# Computer dead, lost only a couple pages of a new rewrite.



## SeverinR (Aug 17, 2012)

Watching a Youtube trailer 
Virus alert popped up,
Clicked delete virus,
Computer shut down and only has a cursor blinking on a black screen, keyboard locked.

SInce lightning killed my last computer, I have made a point to save most work to my email account.
So only a few pages of a rewrite from a early story I wrote, was lost.

Will be a while before I can get a new one.  Would have really been upset to loose everything.

Invest in a quality virus scan. AVG and Norton missed this one.


----------



## Butterfly (Aug 17, 2012)

Those random virus popups are usually trojan viruses, don't trust them and don't click them... use your own scanner installed on your comp instead to check. I say this from learning the hard way.


----------



## Steerpike (Aug 17, 2012)

A couple of things that might help:

1) If you use Dropbox and write in a program that autosaves often, you can help yourself out even after something like this; and 

2) If you use Linux for writing, you'll find that the number of viruses that affect it is extremely low.

Also, if you need to access files on that hard drive, you might burn a linux LiveCD (linux mint for example) if you have a computer you can use to download and burn it. Then, when you boot the liveCD you can pull up the hard drive with your Windows installation on it and access all of the files saved there. I don't know how many times I've recovered files for people using a linux liveCD when Windows went kaboom.


----------



## Butterfly (Aug 17, 2012)

Some cheeky monkey stole my brand new laptop in a break in once, and I lost a lot.

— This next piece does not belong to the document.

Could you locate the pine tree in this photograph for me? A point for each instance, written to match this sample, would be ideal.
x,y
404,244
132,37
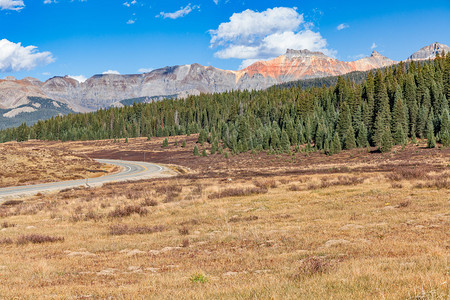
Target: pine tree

Now I have several regularly backed up flashdrives hidden in various places, just in case, like.


----------



## Steerpike (Aug 17, 2012)

I have some backup drives as well, but Dropbox has been awesome for me, particularly as I write on three different computers.


----------



## Sheilawisz (Aug 17, 2012)

I am so sorry that this happened to you, Severin =(

What I do is that I burn all the important stuff into CDs, and I also email my Fantasy novels to myself and I keep them safe inside my email account. I am happy that you did not lose too much information...

So, are viruses like that very common in Youtube?


----------



## Amanita (Aug 17, 2012)

I'm suffering from a similar problem. After getting the last windows updates, my laptop doesn't work anymore. I hope it can be repaired, but if not, all my planning will be lost. (I've sent the actual stories to a friend who can send them back.) Was feeling too secure because it has been working without problems for three years now and didn't make back-up copies of anything. Now there are many things I'm missing, including the materials and learning plan for my chemistry exam. So I didn't remember what I had planned for today. The plan is lost but I could regain the materials because their accessible online, but my netbook is so awfully slow, I'll only do it if I don't get the laptop back tomorrow. Earlier this evening, it needed three hours for new windows updates. Really annoying this is.
Maybe Windows found out that I encouraged Sheila to get an Apple and now they want to destroy me. 

More seriously, maybe I did get the same virus from You Tube, I'm using it quite often myself. If this is the case, it might actually be good that my netbook doesn't manage to display videos.


----------



## T.Allen.Smith (Aug 17, 2012)

Steerpike said:
			
		

> I have some backup drives as well, but Dropbox has been awesome for me, particularly as I write on three different computers.



Another vote for Dropbox..... Simple, effective, and accessible from any computer.


----------



## Steerpike (Aug 17, 2012)

Amanita - burn a linux liveCD and you can at least access the files on your Windows hard drive, before you have to format or reinstall or anything.


----------



## Penpilot (Aug 17, 2012)

Computer hardware may not be ruined. Could be just your operating system corrupted. Files may still be there. Take it to someone who can pop the hard drive and retrieve files and reinstall the OS. Hopefully you have a friend that can do this. 



Butterfly said:


> Some cheeky monkey stole my brand new laptop in a break in once, and I lost a lot. Now I have several regularly backed up flashdrives hidden in various places, just in case, like.



A little tip I learned. If you have an old broken laptop, leave that out in the open as bait and stash your newer one. Laptops are easy smash and grabs. Don't leave them in plain site.


----------



## Benjamin Clayborne (Aug 17, 2012)

Penpilot said:


> A little tip I learned. If you have an old broken laptop, leave that out in the open as bait and stash your newer one. Laptops are easy smash and grabs. Don't leave them in plain site.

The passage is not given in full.